Substring
Another useful string method is Substring. This allows you to grab one string within another. (For example, if you wanted to grab the ".com" from the email address "me@me.com")
In between the round brackets of Substring( ), you specify a starting position, and then how many characters you want to grab (the count starts at zero again). Like this:
Dim Email as String
Dim DotCom as String
Email = "me@me.com"
DotCom = Email.Substring(5, 4)
MsgBox(DotCom)
The message box would then display the characters grabbed from the string, in this case the ".com" at the end (start at position 5 in the string and grab 4 characters).
You could also do a check to see if an email address ended in ".com" like this:
Dim Email As String
Dim DotCom As String
Email = "me@me.con"
DotCom = Email.Substring(Email.Length - 4, 4)
If DotCom = ".com" Then
MsgBox("Ends in Dot Com")
Else
MsgBox("Doesn't End in Dot Com")
End If
The starting position for Substring( ) this time is "Email.Length - 4". This is the length of the string variable called Email, minus 4 characters.
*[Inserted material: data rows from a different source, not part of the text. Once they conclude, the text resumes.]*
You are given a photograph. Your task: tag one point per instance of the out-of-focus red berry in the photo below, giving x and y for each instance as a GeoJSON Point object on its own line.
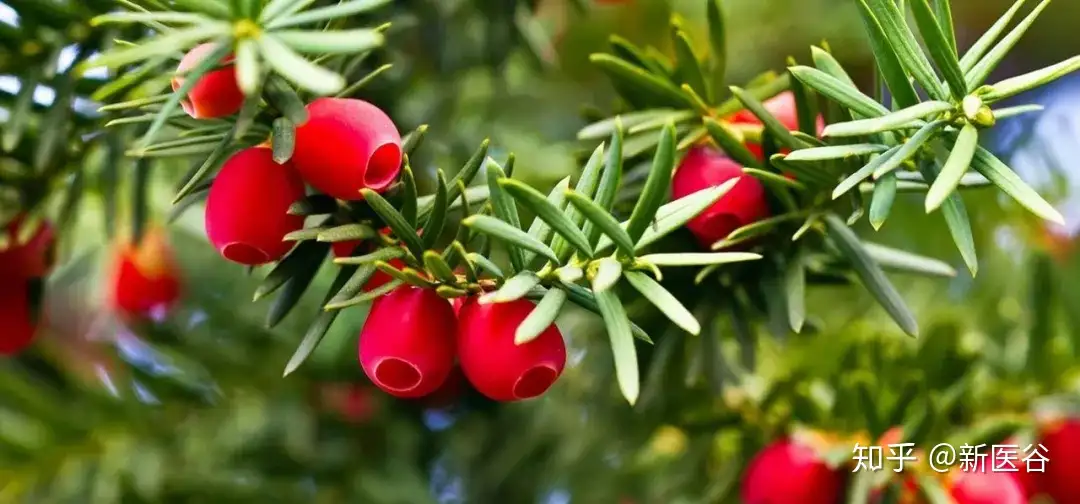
{"type": "Point", "coordinates": [29, 258]}
{"type": "Point", "coordinates": [1062, 477]}
{"type": "Point", "coordinates": [745, 203]}
{"type": "Point", "coordinates": [216, 94]}
{"type": "Point", "coordinates": [246, 209]}
{"type": "Point", "coordinates": [787, 472]}
{"type": "Point", "coordinates": [783, 108]}
{"type": "Point", "coordinates": [347, 145]}
{"type": "Point", "coordinates": [17, 327]}
{"type": "Point", "coordinates": [494, 364]}
{"type": "Point", "coordinates": [407, 343]}
{"type": "Point", "coordinates": [144, 277]}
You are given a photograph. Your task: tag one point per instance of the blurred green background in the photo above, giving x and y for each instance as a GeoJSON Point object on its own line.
{"type": "Point", "coordinates": [193, 408]}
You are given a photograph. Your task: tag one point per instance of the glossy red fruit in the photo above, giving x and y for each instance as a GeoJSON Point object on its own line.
{"type": "Point", "coordinates": [986, 487]}
{"type": "Point", "coordinates": [1062, 477]}
{"type": "Point", "coordinates": [216, 94]}
{"type": "Point", "coordinates": [407, 343]}
{"type": "Point", "coordinates": [246, 209]}
{"type": "Point", "coordinates": [783, 108]}
{"type": "Point", "coordinates": [144, 277]}
{"type": "Point", "coordinates": [494, 364]}
{"type": "Point", "coordinates": [16, 322]}
{"type": "Point", "coordinates": [347, 145]}
{"type": "Point", "coordinates": [786, 472]}
{"type": "Point", "coordinates": [29, 258]}
{"type": "Point", "coordinates": [745, 203]}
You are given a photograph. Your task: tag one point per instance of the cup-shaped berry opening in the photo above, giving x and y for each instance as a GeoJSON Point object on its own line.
{"type": "Point", "coordinates": [396, 375]}
{"type": "Point", "coordinates": [244, 254]}
{"type": "Point", "coordinates": [535, 381]}
{"type": "Point", "coordinates": [382, 166]}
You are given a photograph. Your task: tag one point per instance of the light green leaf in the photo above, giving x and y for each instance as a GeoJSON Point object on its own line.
{"type": "Point", "coordinates": [835, 152]}
{"type": "Point", "coordinates": [1006, 179]}
{"type": "Point", "coordinates": [332, 42]}
{"type": "Point", "coordinates": [909, 148]}
{"type": "Point", "coordinates": [901, 260]}
{"type": "Point", "coordinates": [509, 234]}
{"type": "Point", "coordinates": [979, 49]}
{"type": "Point", "coordinates": [622, 344]}
{"type": "Point", "coordinates": [395, 221]}
{"type": "Point", "coordinates": [871, 274]}
{"type": "Point", "coordinates": [864, 172]}
{"type": "Point", "coordinates": [885, 193]}
{"type": "Point", "coordinates": [551, 214]}
{"type": "Point", "coordinates": [698, 258]}
{"type": "Point", "coordinates": [902, 119]}
{"type": "Point", "coordinates": [847, 95]}
{"type": "Point", "coordinates": [1018, 84]}
{"type": "Point", "coordinates": [541, 317]}
{"type": "Point", "coordinates": [941, 45]}
{"type": "Point", "coordinates": [345, 9]}
{"type": "Point", "coordinates": [664, 301]}
{"type": "Point", "coordinates": [657, 186]}
{"type": "Point", "coordinates": [982, 69]}
{"type": "Point", "coordinates": [513, 289]}
{"type": "Point", "coordinates": [298, 69]}
{"type": "Point", "coordinates": [957, 164]}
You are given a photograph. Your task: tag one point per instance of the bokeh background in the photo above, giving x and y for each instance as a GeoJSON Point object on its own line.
{"type": "Point", "coordinates": [192, 408]}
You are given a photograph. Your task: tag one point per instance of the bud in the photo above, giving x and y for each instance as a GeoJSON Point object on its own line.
{"type": "Point", "coordinates": [347, 145]}
{"type": "Point", "coordinates": [745, 203]}
{"type": "Point", "coordinates": [246, 209]}
{"type": "Point", "coordinates": [22, 258]}
{"type": "Point", "coordinates": [144, 276]}
{"type": "Point", "coordinates": [498, 368]}
{"type": "Point", "coordinates": [216, 94]}
{"type": "Point", "coordinates": [788, 472]}
{"type": "Point", "coordinates": [407, 343]}
{"type": "Point", "coordinates": [15, 317]}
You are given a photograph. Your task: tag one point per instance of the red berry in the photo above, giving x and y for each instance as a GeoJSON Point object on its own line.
{"type": "Point", "coordinates": [783, 108]}
{"type": "Point", "coordinates": [494, 364]}
{"type": "Point", "coordinates": [216, 94]}
{"type": "Point", "coordinates": [347, 145]}
{"type": "Point", "coordinates": [986, 487]}
{"type": "Point", "coordinates": [787, 473]}
{"type": "Point", "coordinates": [29, 259]}
{"type": "Point", "coordinates": [144, 277]}
{"type": "Point", "coordinates": [745, 203]}
{"type": "Point", "coordinates": [1062, 477]}
{"type": "Point", "coordinates": [15, 317]}
{"type": "Point", "coordinates": [246, 210]}
{"type": "Point", "coordinates": [407, 343]}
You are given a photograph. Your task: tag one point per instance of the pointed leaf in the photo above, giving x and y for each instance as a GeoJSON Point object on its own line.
{"type": "Point", "coordinates": [957, 164]}
{"type": "Point", "coordinates": [664, 301]}
{"type": "Point", "coordinates": [871, 274]}
{"type": "Point", "coordinates": [622, 344]}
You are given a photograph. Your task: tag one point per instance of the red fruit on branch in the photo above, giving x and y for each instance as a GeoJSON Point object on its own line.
{"type": "Point", "coordinates": [494, 364]}
{"type": "Point", "coordinates": [745, 203]}
{"type": "Point", "coordinates": [407, 343]}
{"type": "Point", "coordinates": [347, 145]}
{"type": "Point", "coordinates": [216, 94]}
{"type": "Point", "coordinates": [986, 487]}
{"type": "Point", "coordinates": [246, 209]}
{"type": "Point", "coordinates": [144, 276]}
{"type": "Point", "coordinates": [1062, 477]}
{"type": "Point", "coordinates": [787, 472]}
{"type": "Point", "coordinates": [781, 107]}
{"type": "Point", "coordinates": [17, 328]}
{"type": "Point", "coordinates": [30, 258]}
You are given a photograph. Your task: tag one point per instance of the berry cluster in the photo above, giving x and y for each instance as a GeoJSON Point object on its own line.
{"type": "Point", "coordinates": [794, 470]}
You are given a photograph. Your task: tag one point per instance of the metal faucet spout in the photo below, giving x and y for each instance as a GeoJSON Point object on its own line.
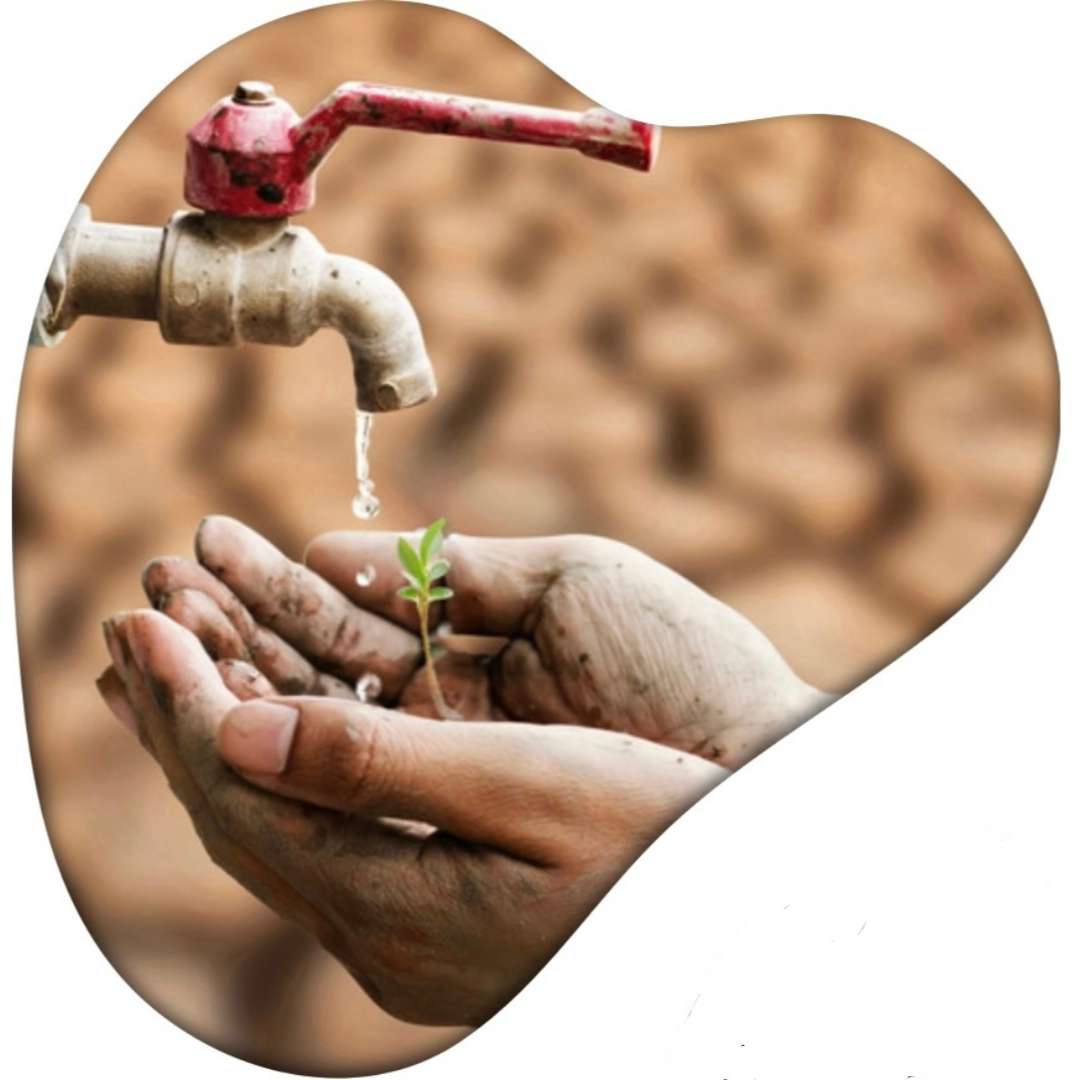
{"type": "Point", "coordinates": [215, 280]}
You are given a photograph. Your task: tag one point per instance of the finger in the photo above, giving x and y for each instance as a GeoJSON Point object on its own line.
{"type": "Point", "coordinates": [244, 680]}
{"type": "Point", "coordinates": [524, 790]}
{"type": "Point", "coordinates": [526, 691]}
{"type": "Point", "coordinates": [205, 619]}
{"type": "Point", "coordinates": [305, 610]}
{"type": "Point", "coordinates": [267, 832]}
{"type": "Point", "coordinates": [179, 699]}
{"type": "Point", "coordinates": [166, 579]}
{"type": "Point", "coordinates": [111, 690]}
{"type": "Point", "coordinates": [110, 686]}
{"type": "Point", "coordinates": [497, 583]}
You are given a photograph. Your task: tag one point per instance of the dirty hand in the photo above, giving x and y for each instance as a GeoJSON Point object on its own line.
{"type": "Point", "coordinates": [565, 630]}
{"type": "Point", "coordinates": [442, 863]}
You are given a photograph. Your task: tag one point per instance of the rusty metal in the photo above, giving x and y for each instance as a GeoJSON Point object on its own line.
{"type": "Point", "coordinates": [252, 156]}
{"type": "Point", "coordinates": [240, 272]}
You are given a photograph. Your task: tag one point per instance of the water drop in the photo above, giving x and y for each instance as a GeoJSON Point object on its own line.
{"type": "Point", "coordinates": [368, 688]}
{"type": "Point", "coordinates": [365, 505]}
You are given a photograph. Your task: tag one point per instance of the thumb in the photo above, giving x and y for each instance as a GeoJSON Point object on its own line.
{"type": "Point", "coordinates": [526, 790]}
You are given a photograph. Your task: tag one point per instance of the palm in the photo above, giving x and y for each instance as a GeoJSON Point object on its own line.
{"type": "Point", "coordinates": [571, 630]}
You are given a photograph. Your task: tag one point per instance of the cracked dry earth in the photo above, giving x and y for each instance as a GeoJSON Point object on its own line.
{"type": "Point", "coordinates": [799, 363]}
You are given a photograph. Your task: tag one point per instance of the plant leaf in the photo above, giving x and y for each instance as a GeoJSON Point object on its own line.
{"type": "Point", "coordinates": [439, 570]}
{"type": "Point", "coordinates": [432, 540]}
{"type": "Point", "coordinates": [410, 561]}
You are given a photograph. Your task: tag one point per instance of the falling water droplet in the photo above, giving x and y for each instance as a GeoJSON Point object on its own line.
{"type": "Point", "coordinates": [368, 688]}
{"type": "Point", "coordinates": [365, 505]}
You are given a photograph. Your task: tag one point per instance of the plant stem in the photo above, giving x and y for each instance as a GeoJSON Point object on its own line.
{"type": "Point", "coordinates": [436, 691]}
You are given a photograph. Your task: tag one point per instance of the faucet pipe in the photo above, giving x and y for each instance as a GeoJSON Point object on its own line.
{"type": "Point", "coordinates": [215, 280]}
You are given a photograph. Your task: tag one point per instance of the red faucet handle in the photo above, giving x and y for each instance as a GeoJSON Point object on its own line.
{"type": "Point", "coordinates": [252, 156]}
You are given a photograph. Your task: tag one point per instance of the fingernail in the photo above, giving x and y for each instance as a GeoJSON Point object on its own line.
{"type": "Point", "coordinates": [257, 737]}
{"type": "Point", "coordinates": [112, 644]}
{"type": "Point", "coordinates": [112, 697]}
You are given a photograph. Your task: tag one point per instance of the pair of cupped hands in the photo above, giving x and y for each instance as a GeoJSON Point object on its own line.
{"type": "Point", "coordinates": [442, 862]}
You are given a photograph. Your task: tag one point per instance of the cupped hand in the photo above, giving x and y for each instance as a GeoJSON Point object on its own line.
{"type": "Point", "coordinates": [558, 631]}
{"type": "Point", "coordinates": [442, 863]}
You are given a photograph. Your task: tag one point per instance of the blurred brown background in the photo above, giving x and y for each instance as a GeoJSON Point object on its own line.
{"type": "Point", "coordinates": [798, 363]}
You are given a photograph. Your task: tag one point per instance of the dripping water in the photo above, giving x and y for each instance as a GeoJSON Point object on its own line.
{"type": "Point", "coordinates": [365, 505]}
{"type": "Point", "coordinates": [368, 688]}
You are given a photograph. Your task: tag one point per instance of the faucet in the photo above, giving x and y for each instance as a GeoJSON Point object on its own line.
{"type": "Point", "coordinates": [235, 269]}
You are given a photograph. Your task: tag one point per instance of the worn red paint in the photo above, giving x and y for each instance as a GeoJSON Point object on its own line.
{"type": "Point", "coordinates": [258, 159]}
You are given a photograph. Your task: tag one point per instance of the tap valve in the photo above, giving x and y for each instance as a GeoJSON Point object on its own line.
{"type": "Point", "coordinates": [240, 271]}
{"type": "Point", "coordinates": [253, 156]}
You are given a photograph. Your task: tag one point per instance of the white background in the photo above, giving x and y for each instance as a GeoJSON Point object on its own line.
{"type": "Point", "coordinates": [882, 895]}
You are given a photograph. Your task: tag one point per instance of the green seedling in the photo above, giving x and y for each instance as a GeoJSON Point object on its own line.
{"type": "Point", "coordinates": [422, 567]}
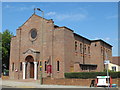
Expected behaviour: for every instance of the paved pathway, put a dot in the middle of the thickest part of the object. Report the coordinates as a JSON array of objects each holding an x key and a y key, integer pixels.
[{"x": 33, "y": 84}]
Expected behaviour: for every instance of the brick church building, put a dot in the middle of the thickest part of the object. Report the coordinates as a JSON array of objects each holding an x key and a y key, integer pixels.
[{"x": 40, "y": 43}]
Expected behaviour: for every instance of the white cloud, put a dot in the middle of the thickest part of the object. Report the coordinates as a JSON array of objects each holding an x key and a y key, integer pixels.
[
  {"x": 8, "y": 6},
  {"x": 112, "y": 17},
  {"x": 107, "y": 38}
]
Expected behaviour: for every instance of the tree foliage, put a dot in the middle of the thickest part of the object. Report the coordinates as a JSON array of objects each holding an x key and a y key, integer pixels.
[{"x": 5, "y": 42}]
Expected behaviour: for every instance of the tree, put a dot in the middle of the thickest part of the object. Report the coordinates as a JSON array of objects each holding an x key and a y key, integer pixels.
[{"x": 5, "y": 40}]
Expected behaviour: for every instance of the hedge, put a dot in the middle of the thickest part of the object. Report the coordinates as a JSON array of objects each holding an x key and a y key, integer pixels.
[{"x": 85, "y": 75}]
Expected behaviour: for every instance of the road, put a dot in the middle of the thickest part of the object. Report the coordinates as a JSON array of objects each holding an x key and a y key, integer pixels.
[{"x": 12, "y": 88}]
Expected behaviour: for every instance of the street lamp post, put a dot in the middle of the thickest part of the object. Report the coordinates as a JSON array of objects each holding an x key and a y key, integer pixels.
[
  {"x": 41, "y": 42},
  {"x": 106, "y": 62}
]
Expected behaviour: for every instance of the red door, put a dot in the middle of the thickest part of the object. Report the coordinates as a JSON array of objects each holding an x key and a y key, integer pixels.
[{"x": 31, "y": 70}]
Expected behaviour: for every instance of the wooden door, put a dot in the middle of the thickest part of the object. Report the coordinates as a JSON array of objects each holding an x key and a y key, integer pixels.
[{"x": 31, "y": 70}]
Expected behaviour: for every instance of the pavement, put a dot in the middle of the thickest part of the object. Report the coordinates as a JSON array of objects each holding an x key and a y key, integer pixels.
[{"x": 35, "y": 84}]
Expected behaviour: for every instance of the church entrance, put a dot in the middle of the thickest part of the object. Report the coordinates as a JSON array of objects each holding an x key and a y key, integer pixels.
[
  {"x": 31, "y": 70},
  {"x": 30, "y": 67}
]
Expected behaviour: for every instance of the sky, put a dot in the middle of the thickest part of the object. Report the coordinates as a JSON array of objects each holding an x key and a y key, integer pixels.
[{"x": 93, "y": 20}]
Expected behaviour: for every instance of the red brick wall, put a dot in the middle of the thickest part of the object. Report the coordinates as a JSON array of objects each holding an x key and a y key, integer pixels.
[{"x": 81, "y": 82}]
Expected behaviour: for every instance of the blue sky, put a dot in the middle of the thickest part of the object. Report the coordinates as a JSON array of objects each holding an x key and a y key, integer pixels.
[{"x": 93, "y": 20}]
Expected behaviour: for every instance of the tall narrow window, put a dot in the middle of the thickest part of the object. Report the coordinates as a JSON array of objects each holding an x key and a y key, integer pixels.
[
  {"x": 81, "y": 47},
  {"x": 12, "y": 66},
  {"x": 45, "y": 65},
  {"x": 20, "y": 66},
  {"x": 75, "y": 45},
  {"x": 84, "y": 48},
  {"x": 58, "y": 64}
]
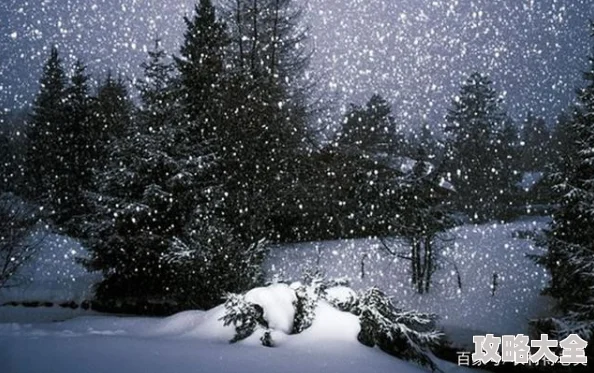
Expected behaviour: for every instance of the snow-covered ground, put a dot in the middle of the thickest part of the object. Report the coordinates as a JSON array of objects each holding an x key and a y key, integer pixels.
[
  {"x": 478, "y": 252},
  {"x": 193, "y": 341},
  {"x": 197, "y": 341}
]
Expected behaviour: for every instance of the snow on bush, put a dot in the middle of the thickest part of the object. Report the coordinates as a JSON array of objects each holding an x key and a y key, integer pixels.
[
  {"x": 405, "y": 334},
  {"x": 244, "y": 316},
  {"x": 277, "y": 302},
  {"x": 308, "y": 295},
  {"x": 280, "y": 309},
  {"x": 342, "y": 297}
]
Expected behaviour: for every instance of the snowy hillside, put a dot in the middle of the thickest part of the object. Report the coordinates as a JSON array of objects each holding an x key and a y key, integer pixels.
[
  {"x": 192, "y": 341},
  {"x": 478, "y": 252}
]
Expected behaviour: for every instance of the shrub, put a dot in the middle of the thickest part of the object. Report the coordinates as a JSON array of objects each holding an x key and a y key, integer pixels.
[{"x": 405, "y": 334}]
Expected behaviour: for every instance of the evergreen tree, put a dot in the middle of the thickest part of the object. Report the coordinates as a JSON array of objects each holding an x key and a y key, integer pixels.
[
  {"x": 78, "y": 158},
  {"x": 474, "y": 122},
  {"x": 405, "y": 334},
  {"x": 159, "y": 103},
  {"x": 43, "y": 158},
  {"x": 570, "y": 256},
  {"x": 265, "y": 117},
  {"x": 201, "y": 65},
  {"x": 535, "y": 153}
]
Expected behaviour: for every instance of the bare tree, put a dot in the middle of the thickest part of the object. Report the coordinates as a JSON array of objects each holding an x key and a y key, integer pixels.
[{"x": 18, "y": 242}]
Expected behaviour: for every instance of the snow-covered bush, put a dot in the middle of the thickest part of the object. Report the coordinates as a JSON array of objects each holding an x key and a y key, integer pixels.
[
  {"x": 308, "y": 294},
  {"x": 342, "y": 298},
  {"x": 404, "y": 334},
  {"x": 244, "y": 316}
]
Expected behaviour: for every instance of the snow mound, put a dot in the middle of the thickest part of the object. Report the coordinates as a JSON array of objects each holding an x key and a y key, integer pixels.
[
  {"x": 277, "y": 301},
  {"x": 471, "y": 256},
  {"x": 341, "y": 296},
  {"x": 330, "y": 324}
]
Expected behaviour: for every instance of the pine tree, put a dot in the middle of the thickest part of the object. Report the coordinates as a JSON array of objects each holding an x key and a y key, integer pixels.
[
  {"x": 404, "y": 334},
  {"x": 570, "y": 256},
  {"x": 43, "y": 158},
  {"x": 474, "y": 122},
  {"x": 159, "y": 103},
  {"x": 201, "y": 66},
  {"x": 78, "y": 158},
  {"x": 535, "y": 144}
]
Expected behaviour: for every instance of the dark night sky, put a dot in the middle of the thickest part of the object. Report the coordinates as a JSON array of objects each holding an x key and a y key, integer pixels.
[{"x": 414, "y": 52}]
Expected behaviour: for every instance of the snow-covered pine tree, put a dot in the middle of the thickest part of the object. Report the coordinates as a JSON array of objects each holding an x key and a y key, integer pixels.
[
  {"x": 474, "y": 123},
  {"x": 535, "y": 150},
  {"x": 44, "y": 131},
  {"x": 78, "y": 152},
  {"x": 201, "y": 67},
  {"x": 209, "y": 260},
  {"x": 266, "y": 115},
  {"x": 405, "y": 334},
  {"x": 244, "y": 316},
  {"x": 570, "y": 256},
  {"x": 308, "y": 294},
  {"x": 421, "y": 216}
]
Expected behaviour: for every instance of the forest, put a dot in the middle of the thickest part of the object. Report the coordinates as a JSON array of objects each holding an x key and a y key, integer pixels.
[{"x": 179, "y": 183}]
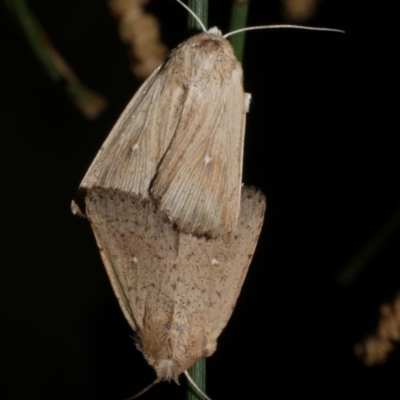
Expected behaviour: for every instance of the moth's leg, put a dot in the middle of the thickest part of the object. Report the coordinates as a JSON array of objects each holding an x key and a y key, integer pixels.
[{"x": 247, "y": 99}]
The other 4 means "grab four characters"
You have to be careful, though. If there wasn't four characters to grab, VB would give you an error message.
We could replace the Chars() For loop code we wrote earlier with a Substring() method. The result would be the same. Here's the code:
For i = 0 To TextLength - 1
OneCharacter = FirstName.Substring(i, 1)
MsgBox OneCharacter
Next i
So we're saying, "Start grabbing characters from the position i. Just grab one character".
Substring and Chars are very useful methods to use when you want to check the letters in a string of text.